Teste fluttuanti
Il periodo Sengoku della storia giapponese, che va dal 1467 al 1603, ha rappresentato un’epoca di guerre feudali sanguinarie, che si sono concluse con la riunificazione del paese sotto lo shogunato Tokugawa, e a la successiva era di pace, l’epoca Edo. Il cinema vi ha ambientato parecchi film, da Kagemusha e Ran di Akira Kurosawa, a un altro classico come The River Fuefuki di Keisuke Kinoshita. Di recente si è visto, al Far East Film Festival un ulteriore, ottimo, film con quel soggetto, ovvero The Legend & Butterfly di Keishi Ōtomo. Ora arriva anche Takeshi Kitano a confezionare un film epico, con grandiose ricostruzioni di battaglie dell’epoca degli stati belligeranti. Si tratta di Kubi, a Cannes nella sezione Premiere, che segna l’unico jidaigeki, ovvero i film di ambientazione storica, insieme a Zatoichi, per il regista. Si tratta di un’opera da lui lungamente accarezzata, da circa trent’anni, basata su un suo romanzo storico che offre un’interpretazione al mistero mai risolto dell’assassinio del signore feudale Oda Nobunaga.
In 130 minuti Kitano dispiega una narrazione estremante contorta, che riflette gli intrighi di quel delicato periodo storico, mette in scena scene epiche magniloquenti di battaglia, confrontandosi così con la cinematografia di cui sopra, fa sfilare i personaggi storici, i signori feudali quanto figure importanti come il maestro della cerimonia del tè Sen no Rikyū, i guerrieri, tanto i samurai quanto i ninja. E soprattutto profonde un’estetica da grand guignol, con sovrabbondanza di decapitazioni come di seppuku, i suicidi rituali dei samurai. L’estetica macabra è molto ben sviluppata, e trova la sua massima espressione nell’immagine del cadavere con i granchi che banchettano sulla sua testa. Kubi in definitiva traspone tutte le dinamiche del cinema di yakuza del regista in chiave storica. Ritorna tutto quel cinismo estetico e quella spietatezza della messa in scena che portano al grottesco, quel senso estremo di labilità della vita umana. Uccisioni e suicidi istantanei, buttati lì, senza alcuna enfasi narrativa. Le scene di seppuku sono improvvise come lo sparo alla tempia del finale di Sonatine.
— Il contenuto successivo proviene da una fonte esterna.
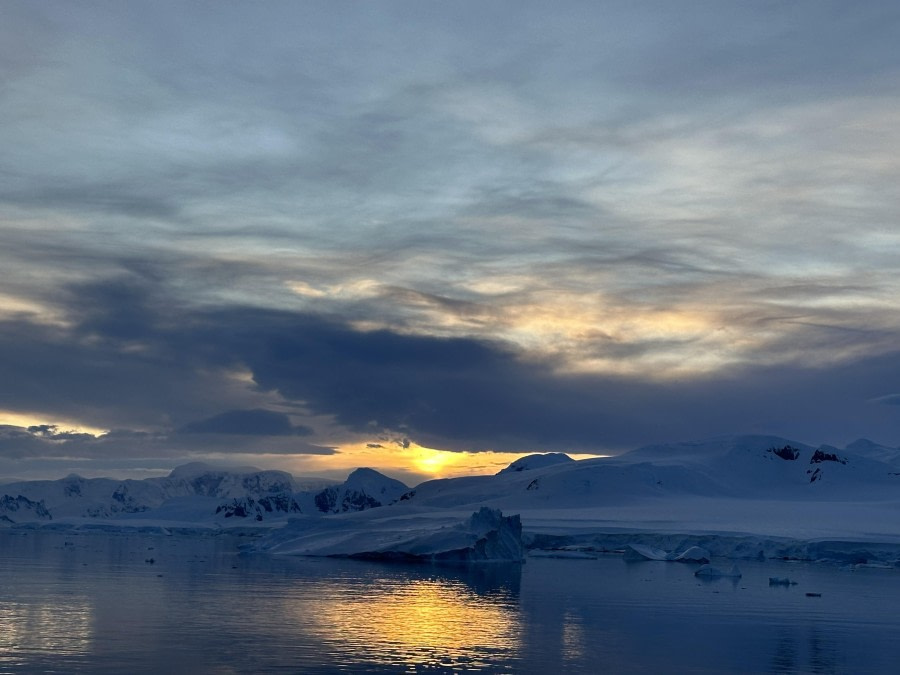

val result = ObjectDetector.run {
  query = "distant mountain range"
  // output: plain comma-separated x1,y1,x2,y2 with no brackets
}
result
0,436,900,554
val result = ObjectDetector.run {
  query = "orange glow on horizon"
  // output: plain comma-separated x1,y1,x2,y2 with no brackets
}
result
243,443,609,486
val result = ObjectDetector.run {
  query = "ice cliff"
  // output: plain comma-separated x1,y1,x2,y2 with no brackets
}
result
259,507,525,562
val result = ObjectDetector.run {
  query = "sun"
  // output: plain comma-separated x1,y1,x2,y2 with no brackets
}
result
413,448,457,476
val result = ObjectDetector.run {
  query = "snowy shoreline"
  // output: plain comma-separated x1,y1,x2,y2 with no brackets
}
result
0,436,900,566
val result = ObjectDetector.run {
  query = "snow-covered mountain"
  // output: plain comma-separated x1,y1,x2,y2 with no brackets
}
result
0,436,900,559
313,469,409,513
0,463,409,524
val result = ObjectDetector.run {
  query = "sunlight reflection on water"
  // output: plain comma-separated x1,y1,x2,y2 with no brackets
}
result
0,530,900,674
303,577,521,672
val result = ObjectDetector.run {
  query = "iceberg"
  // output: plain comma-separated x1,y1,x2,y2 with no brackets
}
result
694,564,744,579
623,544,709,563
256,507,525,563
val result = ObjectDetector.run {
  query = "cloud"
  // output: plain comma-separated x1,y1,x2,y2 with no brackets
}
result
180,409,312,436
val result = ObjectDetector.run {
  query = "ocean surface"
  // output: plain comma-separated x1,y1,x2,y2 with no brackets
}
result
0,530,900,674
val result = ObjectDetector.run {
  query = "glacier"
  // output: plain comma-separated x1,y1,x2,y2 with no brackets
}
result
0,435,900,565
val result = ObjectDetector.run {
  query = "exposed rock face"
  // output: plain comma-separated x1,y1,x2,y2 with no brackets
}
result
769,445,800,461
0,495,53,522
497,452,575,476
314,469,409,513
216,493,301,521
809,450,847,464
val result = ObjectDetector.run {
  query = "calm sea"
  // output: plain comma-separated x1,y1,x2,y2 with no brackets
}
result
0,530,900,674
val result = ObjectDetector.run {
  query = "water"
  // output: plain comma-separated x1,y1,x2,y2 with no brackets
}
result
0,531,900,673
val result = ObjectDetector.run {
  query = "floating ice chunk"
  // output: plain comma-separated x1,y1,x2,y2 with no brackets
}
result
769,577,797,586
672,546,709,563
694,564,743,579
624,544,672,562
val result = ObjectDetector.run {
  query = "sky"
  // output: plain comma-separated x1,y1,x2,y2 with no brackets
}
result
0,0,900,484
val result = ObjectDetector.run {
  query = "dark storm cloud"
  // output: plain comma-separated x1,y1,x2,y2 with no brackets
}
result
0,1,900,476
180,409,312,436
7,272,900,454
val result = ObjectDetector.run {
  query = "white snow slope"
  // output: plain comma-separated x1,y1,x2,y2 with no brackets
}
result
0,436,900,562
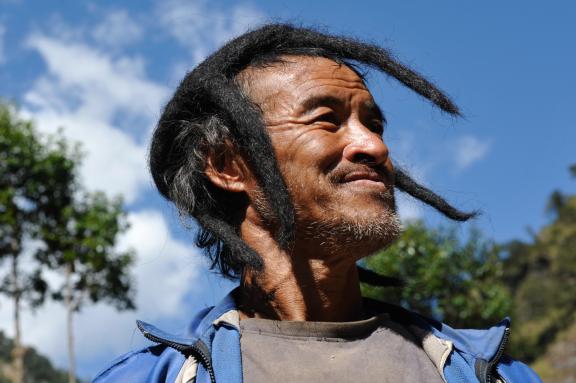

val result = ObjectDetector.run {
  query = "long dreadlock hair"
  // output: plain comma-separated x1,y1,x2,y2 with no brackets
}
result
149,24,476,277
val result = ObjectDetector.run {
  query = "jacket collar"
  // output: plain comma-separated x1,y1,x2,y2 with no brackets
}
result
137,291,510,361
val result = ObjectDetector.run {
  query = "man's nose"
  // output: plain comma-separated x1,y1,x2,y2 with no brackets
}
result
343,124,389,165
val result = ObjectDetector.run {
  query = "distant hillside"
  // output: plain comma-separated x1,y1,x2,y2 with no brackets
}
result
0,331,81,383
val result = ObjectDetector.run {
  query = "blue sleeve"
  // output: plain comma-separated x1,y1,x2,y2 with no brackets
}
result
92,345,185,383
496,355,542,383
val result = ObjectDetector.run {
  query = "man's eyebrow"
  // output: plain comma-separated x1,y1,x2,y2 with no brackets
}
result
300,94,342,113
300,94,387,125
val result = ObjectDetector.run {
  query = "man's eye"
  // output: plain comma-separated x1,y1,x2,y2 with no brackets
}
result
313,113,340,125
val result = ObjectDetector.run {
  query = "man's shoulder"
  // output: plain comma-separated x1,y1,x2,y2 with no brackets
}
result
93,344,185,383
92,344,185,383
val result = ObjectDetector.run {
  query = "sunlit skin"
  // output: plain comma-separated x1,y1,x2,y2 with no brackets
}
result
207,56,395,322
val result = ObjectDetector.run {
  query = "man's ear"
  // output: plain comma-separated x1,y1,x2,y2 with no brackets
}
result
204,144,250,193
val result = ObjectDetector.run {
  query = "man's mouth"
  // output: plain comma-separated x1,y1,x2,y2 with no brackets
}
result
342,171,386,184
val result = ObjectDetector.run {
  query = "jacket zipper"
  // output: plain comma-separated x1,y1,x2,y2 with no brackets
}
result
138,324,216,383
486,327,510,383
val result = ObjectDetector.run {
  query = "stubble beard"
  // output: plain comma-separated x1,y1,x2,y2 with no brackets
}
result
304,191,402,259
253,189,402,259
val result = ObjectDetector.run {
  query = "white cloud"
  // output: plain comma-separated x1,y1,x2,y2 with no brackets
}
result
92,10,143,48
0,24,6,64
24,35,168,202
157,0,264,62
454,136,490,170
0,210,205,378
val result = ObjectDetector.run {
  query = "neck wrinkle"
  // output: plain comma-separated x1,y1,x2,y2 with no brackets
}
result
237,214,363,322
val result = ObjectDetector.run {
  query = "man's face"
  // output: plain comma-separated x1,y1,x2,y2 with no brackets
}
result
241,56,399,256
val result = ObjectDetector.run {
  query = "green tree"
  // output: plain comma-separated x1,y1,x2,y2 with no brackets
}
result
37,192,134,383
0,103,134,383
505,165,576,362
362,222,510,328
0,103,75,383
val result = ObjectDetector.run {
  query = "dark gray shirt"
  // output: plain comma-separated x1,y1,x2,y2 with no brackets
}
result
240,314,443,383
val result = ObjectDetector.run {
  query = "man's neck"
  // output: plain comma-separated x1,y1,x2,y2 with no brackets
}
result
237,218,363,322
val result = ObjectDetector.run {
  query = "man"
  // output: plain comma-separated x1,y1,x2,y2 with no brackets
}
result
96,24,539,383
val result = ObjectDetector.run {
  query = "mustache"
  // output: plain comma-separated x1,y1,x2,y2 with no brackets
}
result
327,163,394,187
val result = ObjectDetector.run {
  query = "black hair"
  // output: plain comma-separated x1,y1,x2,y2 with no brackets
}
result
149,24,475,277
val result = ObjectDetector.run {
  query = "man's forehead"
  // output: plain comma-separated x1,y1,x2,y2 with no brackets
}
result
239,56,369,107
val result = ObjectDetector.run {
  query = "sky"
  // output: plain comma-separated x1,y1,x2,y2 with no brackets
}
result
0,0,576,378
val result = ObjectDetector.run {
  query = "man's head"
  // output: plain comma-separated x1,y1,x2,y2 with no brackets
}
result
150,25,472,275
234,55,399,255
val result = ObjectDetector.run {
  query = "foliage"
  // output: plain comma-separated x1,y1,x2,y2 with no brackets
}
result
505,165,576,361
0,331,82,383
362,222,510,328
37,192,134,311
0,103,134,382
0,103,75,306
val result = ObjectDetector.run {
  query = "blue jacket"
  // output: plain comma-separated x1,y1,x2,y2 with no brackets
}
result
93,293,541,383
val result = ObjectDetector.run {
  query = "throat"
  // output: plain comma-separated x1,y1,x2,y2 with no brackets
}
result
237,257,364,322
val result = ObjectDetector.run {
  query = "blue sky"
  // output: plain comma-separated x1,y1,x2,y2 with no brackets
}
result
0,0,576,377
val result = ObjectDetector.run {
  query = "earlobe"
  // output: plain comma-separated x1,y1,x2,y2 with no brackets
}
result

Kubi diventa però un grosso contenitore dove buttar dentro di tutto. Per esempio, una scena di combattimento surreale, tra le tante iperrealistiche, con gli spadaccini che quasi lievitano nell’aria, come nel genere cinese dei wuxia. Forse memore della sua partecipazione come attore in Tabù/Gohatto, Kitano inserisce anche una situazione omoerotica, cosa peraltro molto diffusa tra i samurai come era detto nel film di Oshima. Anche in questo caso però senza alcun sviluppo. Beat Takeshi insegue il film kolossal storico-epico come non aveva mai fatto e vuole misurarsi con Kurosawa, cosa peraltro esplicitata nel materiale stampa del film che allude a buoni auspici del maestro che, nel 1993 ancora vivente, aveva dato il beneplacito al progetto che, come si diceva, era già accarezzato da Kitano. Manca però in tutto questo tripudio di eserciti di samurai in livrea e di teste che rotolano, un’idea forte che lo giustifichi. Si sente purtroppo l’abbandono del regista della casa di produzione da lui stesso fondata, l’Office Kitano, con la perdita dei suoi storici collaboratori.